La fabrication et les outils

Juste une petite précision avant de continuer, le Musée du sabot d'Etang-sur-Arroux est fermé depuis de nombreuses années déjà... N'essayez pas d'y aller !

Cette précision étant donnée, continuons.
Les billes de bois encore vert vont pouvoir être travaillées.


Les outils du sabotier
(Photo site de Louroux de Bouble)

Le sabotier disposait tout d’abord d’un établi ou « billot » ou même « encoche » du nom de l’encoche aménagée sur l’établi pour maintenir le sabot, et de nombreuses haches pour « ébaucher » et « dégrossir » les billes.

Etabli portatif
(Saboterie Marchand)

Etabli portatif
(Musee du compagnonage de Tours)


Plus récemment, elles seront tout d’abord équarries à la scie circulaire pour faire des « ébauchons »

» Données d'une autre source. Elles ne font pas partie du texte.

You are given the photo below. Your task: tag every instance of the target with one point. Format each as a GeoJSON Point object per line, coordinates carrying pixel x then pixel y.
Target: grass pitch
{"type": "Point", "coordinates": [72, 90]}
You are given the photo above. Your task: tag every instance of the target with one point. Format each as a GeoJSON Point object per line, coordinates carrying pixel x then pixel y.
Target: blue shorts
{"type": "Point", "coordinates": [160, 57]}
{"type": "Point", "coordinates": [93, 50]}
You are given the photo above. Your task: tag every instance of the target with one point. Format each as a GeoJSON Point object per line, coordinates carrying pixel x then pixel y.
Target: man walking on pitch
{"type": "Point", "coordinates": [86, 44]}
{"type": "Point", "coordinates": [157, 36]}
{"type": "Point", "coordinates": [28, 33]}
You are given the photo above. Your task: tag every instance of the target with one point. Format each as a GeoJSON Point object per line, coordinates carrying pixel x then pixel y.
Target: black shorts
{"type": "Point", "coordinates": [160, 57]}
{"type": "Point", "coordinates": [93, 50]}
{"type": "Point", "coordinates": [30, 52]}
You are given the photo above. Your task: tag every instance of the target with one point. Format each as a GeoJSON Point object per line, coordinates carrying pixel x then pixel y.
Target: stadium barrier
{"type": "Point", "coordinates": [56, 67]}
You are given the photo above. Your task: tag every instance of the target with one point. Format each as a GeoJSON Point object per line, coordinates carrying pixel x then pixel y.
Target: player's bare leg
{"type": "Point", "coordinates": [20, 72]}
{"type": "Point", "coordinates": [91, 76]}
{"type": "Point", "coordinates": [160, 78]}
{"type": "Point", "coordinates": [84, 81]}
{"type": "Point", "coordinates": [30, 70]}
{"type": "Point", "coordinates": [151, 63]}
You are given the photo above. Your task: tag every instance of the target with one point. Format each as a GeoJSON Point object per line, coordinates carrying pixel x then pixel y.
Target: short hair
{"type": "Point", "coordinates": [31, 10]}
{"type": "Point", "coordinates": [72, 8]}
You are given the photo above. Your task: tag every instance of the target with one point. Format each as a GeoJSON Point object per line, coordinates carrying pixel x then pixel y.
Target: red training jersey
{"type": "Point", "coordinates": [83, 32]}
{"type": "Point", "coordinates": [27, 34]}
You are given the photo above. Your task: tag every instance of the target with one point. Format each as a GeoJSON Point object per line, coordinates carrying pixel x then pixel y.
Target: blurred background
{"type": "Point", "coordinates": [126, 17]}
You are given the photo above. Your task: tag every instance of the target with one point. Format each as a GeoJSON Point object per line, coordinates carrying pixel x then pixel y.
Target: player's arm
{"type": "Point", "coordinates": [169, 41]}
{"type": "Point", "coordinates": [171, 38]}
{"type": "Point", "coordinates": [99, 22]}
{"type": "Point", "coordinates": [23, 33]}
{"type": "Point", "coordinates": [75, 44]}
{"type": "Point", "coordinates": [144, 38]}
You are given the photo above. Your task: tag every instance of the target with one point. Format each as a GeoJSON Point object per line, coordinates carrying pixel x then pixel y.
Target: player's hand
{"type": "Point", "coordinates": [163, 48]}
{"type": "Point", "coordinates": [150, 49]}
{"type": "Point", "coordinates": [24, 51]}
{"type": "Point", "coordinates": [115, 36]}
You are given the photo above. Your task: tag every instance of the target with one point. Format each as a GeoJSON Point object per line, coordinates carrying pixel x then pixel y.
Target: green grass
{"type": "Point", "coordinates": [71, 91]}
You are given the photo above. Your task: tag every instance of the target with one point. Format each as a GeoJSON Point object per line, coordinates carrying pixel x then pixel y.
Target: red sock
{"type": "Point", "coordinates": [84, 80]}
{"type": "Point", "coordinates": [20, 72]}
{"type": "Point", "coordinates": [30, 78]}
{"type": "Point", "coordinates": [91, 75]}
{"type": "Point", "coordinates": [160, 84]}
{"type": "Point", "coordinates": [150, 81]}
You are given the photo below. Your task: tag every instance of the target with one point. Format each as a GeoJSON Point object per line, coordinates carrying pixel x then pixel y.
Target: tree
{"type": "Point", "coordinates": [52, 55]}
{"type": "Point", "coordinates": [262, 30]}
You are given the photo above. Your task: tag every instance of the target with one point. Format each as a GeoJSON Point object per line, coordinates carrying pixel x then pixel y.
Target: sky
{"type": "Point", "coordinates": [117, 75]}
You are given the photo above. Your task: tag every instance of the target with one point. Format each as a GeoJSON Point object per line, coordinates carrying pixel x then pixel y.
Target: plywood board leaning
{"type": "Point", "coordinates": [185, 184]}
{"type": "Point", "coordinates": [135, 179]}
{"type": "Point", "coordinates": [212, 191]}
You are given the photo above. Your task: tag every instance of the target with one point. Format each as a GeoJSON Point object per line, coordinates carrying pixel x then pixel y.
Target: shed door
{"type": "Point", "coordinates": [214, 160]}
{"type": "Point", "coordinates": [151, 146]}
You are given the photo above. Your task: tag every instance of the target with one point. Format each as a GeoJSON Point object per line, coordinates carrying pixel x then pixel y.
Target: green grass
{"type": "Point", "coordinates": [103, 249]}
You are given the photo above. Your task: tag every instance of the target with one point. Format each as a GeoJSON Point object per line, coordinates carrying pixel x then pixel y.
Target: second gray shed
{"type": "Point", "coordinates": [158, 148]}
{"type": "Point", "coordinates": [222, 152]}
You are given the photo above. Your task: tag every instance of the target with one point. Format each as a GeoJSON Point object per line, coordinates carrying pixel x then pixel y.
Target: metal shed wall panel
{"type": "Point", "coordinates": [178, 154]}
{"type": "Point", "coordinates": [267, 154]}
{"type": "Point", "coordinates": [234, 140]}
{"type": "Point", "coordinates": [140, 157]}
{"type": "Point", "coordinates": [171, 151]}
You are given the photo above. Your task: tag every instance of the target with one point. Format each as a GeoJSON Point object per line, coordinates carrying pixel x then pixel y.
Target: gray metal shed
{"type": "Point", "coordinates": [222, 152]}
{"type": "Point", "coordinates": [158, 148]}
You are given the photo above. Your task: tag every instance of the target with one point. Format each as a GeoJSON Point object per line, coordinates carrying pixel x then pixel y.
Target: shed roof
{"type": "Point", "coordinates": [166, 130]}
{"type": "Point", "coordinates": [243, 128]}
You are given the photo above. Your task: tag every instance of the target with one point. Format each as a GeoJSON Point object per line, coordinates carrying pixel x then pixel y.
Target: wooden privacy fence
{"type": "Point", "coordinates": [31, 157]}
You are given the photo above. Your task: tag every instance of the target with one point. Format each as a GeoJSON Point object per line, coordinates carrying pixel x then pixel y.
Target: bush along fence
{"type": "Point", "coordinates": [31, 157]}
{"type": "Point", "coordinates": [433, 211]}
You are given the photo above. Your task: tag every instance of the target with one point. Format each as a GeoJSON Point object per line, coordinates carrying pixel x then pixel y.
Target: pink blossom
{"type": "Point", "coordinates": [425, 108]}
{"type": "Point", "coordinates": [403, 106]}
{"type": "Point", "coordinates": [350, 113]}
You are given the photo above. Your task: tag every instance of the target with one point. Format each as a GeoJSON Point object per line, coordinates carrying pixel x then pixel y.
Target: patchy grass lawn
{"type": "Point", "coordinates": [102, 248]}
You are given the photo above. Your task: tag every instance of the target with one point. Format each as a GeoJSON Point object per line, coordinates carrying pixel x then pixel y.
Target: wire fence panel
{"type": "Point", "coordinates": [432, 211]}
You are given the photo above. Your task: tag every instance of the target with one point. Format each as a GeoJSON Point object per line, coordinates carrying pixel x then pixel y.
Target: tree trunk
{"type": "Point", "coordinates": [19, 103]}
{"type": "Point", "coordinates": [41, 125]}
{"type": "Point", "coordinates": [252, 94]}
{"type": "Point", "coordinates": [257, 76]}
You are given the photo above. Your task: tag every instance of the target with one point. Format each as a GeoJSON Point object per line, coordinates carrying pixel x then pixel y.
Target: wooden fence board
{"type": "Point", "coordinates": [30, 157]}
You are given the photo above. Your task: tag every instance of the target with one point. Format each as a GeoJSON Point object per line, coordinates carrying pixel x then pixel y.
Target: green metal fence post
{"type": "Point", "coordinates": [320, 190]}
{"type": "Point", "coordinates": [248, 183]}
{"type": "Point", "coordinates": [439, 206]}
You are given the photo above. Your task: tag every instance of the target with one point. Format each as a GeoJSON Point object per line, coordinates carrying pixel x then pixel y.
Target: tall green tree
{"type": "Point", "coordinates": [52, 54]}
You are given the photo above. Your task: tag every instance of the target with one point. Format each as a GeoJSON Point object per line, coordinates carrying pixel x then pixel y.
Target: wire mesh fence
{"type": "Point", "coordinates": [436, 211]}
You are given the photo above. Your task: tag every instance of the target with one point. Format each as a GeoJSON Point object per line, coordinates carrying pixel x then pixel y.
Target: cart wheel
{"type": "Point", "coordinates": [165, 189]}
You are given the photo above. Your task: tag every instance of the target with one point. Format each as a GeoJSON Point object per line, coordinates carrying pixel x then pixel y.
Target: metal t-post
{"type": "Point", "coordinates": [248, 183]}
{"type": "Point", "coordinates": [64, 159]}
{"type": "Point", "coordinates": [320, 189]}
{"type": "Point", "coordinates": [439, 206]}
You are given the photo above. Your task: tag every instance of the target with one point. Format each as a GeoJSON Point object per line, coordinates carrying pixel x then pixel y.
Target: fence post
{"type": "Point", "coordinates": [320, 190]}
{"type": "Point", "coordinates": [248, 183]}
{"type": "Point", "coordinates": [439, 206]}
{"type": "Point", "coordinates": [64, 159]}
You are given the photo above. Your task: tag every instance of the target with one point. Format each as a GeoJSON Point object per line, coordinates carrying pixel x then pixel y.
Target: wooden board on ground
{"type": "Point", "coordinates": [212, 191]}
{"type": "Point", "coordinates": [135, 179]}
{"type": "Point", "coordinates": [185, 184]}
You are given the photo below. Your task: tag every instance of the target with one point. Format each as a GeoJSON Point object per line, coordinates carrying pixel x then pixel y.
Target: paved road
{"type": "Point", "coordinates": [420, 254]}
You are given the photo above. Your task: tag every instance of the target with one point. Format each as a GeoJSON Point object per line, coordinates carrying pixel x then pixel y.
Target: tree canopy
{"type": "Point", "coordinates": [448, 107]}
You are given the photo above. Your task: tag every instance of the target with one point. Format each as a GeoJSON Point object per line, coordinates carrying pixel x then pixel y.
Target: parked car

Une approche à la scie circulaire
(Saboterie Marchand)

Les machines, appelées aussi « machines à copier », exécutent ensuite les premières étapes du buchage et du creusage. Enfin, sans la dextérité du sabotier, il est clair que les machines à elles seules n’exécutent pas grand chose…

- La bucheuse (ou tailleuse) est équipé d’un palpeur qui suit les contours du « sabot modèle », un gabarit, et taille la bille située à côté suivant le modèle.
Il existe des bucheuses simples équipées d’un inverseur permettant de fabriquer le deuxième sabot en miroir (depuis Monsieur Godillot nous n’avons plus deux pieds gauches…) ou double, tournant en sens inverse, fabriquant les sabots gauche et droit en même temps.


Une bucheuse
(Saboterie Marchand)

- La creuseuse fonctionne sur le même principe a une légère différence près : le palpeur, généralement situé au milieu, est guidé manuellement par le sabotier dans le creux du « sabot modèle », le mouvement imprimé par le sabotier est alors reporté sur deux cuillères destinées à creuser les sabots gauche et droit… D’où l’importance de la dextérité du sabotier. 


Une creuseuse
(Image extraite du reportage de France 3,
"Le Morvan des Lacs",
Saboterie Marchand)


Dans leurs débuts, ils ont tous creusé des sabots… pour la cheminée…

- Avant la machine, le creusage, aussi appelé encochage ou curage était fait à la main, avec la gouge, la vrille ou la tarière.

- Le Paroir, une grande lame attaché à l’établi par un crochet, est utilisé pour préparer et affiner les contours du sabot, talon, semelle et pointe. La fixation d’un côté sur l’établi permet un redoutable effet de levier.
Il parait que dans certaines contrées, un sabot qui avait été percé par un mauvais coup de paroir était immédiatement jeté au feu car c’était par ce trou que s’en allait l’esprit du sabotier…


Le paroir
(Saboterie Marchand)

- La cuillère, une sorte de ciseau à bois permet d’affiner les côtés internes du sabot.
Et si l’apprenti avait trop creusé le côté, il ne manquait pas de s’entendre dire par le patron : « On voit la chèvre qui est dans le champs ».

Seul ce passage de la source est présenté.